Natürlich gibt der ehrenwerte Gentleman nicht auf. Hier seine Weihnachtsbotschaft, die letztlich einer Bankrotterklärung gleichkommt und die dazu geführt hat, dass Aegerter und Siegrist nicht nach Wien fliegen:

Ganz unerwartet kommt die ganze Sache für Robert Siegrist nicht. Er hatte David Pickworth bereits einmal ein Ultimatum gestellt und auf Hochdruck an einem Plan B gearbeitet, um die Karriere seines Klienten zu retten.

Dieser Plan B kommt nun zum Zuge. Siegrist hat die Saison 2018 finanziell abgesichert. Nun wird das finanzielle Notprogramm aktiviert. «Wir müssen 600'000 Franken aufbringen. Das schaffen wir.»

Ein-Mann-Team geplant

Das Geld kommt aus der Schweiz. Von den Unternehmen und Gönnern, die Dominique Aegerter seit Jahren unterstützen. Dazu gehört auch die Motorex-Gruppe aus Langenthal. Das international tätige, erfolgreiche Familien-Unternehmen hat seinen Sitz seit Anbeginn der Zeiten in Langenthal und engagiert sich seit Jahren für Aegerter. Der charismatische Rennfahrer stammt ja aus Rohrbach, sozusagen einem «Vorort» Langenthals. Die starke lokale Vernetzung hat sich für den WM-12. einmal mehr ausgezahlt.

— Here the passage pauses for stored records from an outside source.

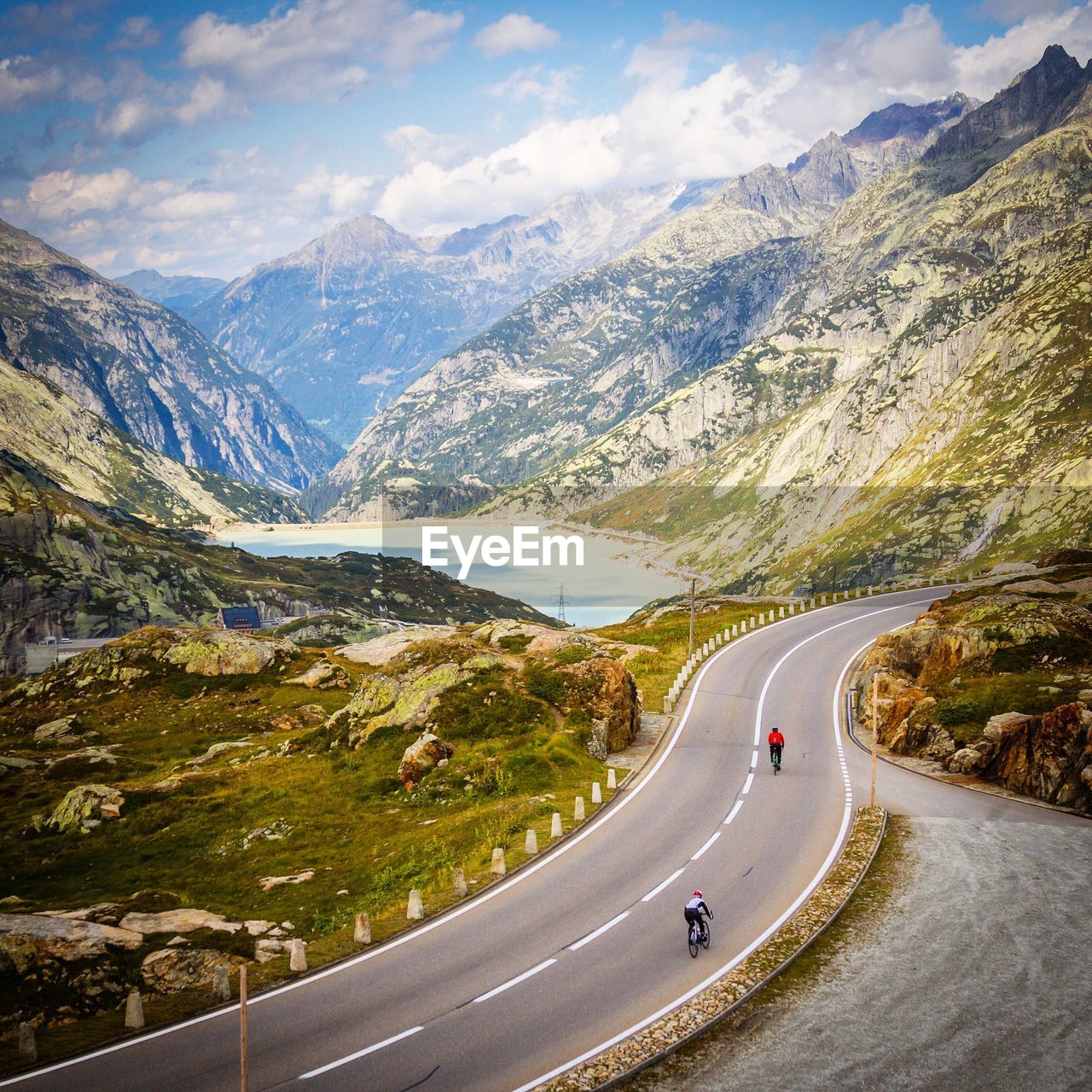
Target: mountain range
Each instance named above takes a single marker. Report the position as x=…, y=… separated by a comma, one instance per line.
x=582, y=356
x=343, y=324
x=147, y=371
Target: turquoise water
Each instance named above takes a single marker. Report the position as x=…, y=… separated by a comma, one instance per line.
x=607, y=588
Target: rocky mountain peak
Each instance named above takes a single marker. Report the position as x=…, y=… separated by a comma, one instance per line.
x=1033, y=102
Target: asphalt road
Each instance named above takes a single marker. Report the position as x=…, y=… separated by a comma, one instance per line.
x=589, y=943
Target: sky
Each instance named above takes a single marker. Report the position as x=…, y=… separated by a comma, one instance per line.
x=206, y=137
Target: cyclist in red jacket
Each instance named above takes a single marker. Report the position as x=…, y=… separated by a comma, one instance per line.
x=776, y=743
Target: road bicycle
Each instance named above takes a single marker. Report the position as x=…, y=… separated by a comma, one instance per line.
x=696, y=939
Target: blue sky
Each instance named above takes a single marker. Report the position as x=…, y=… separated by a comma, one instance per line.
x=206, y=139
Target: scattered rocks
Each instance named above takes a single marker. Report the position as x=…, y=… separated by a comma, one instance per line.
x=421, y=757
x=170, y=970
x=82, y=808
x=268, y=882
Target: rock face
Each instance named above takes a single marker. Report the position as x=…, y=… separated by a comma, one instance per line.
x=147, y=371
x=84, y=808
x=421, y=296
x=222, y=652
x=421, y=757
x=937, y=676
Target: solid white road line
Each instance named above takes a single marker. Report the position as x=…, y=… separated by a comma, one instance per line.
x=800, y=899
x=514, y=982
x=714, y=837
x=359, y=1054
x=599, y=932
x=659, y=887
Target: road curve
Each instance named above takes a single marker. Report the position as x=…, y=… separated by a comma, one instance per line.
x=588, y=943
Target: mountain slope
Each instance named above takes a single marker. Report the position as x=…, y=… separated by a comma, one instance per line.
x=572, y=363
x=178, y=293
x=921, y=391
x=346, y=323
x=145, y=370
x=48, y=430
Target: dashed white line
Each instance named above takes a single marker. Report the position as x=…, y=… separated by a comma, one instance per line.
x=358, y=1054
x=599, y=932
x=514, y=982
x=659, y=887
x=714, y=837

Vorgesehen ist, dass Aegerter im «abgespeckten» letztjährigen Team fährt. Jochen Kiefer bleibt sein Teamchef. Aber es wird kein zweiter Fahrer verpflichtet.

Darf Aegerter auch 2018 Champagner verspritzen?
Darf Aegerter auch 2018 Champagner verspritzen?
Bild: EPA/ANSA

Doch die Sache schmerzt den «Rohrbach-Rossi». Er wird 2018 mehr oder weniger zum «Nulltarif» fahren. Statt rund eine halbe Million Franken (je nach Resultaten) wird er praktisch nichts verdienen. Manager Siegrist sagt: «Nun muss er in die eigene Karriere investieren. Es geht nicht anders.»

Kein konkurrenzfähiger Töff?

Das nächste Problem: KTM ist vorerst ausgestiegen. Nun muss Siegrist seine guten Beziehungen zum österreichischen Werk nützen, damit für nächste Saison doch Bikes geliefert werden. Einen Plan B gibt es auch hier: Eskil Suter ist notfalls bereit, zu Vorzugsbedingungen auch nächste Saison die Maschinen zu liefern. Das Problem: seine Bikes waren schon diese Saison technisch «altes Eisen».

Für Sandro Cortese, der als Teamkollege von Dominique Aegerter vorgesehen war, ist die Karriere möglicherweise zu Ende. Der freundliche deutsche Bruchpilot wird allergrösste Mühe haben, das Geld für die nächste Saison aufzutreiben.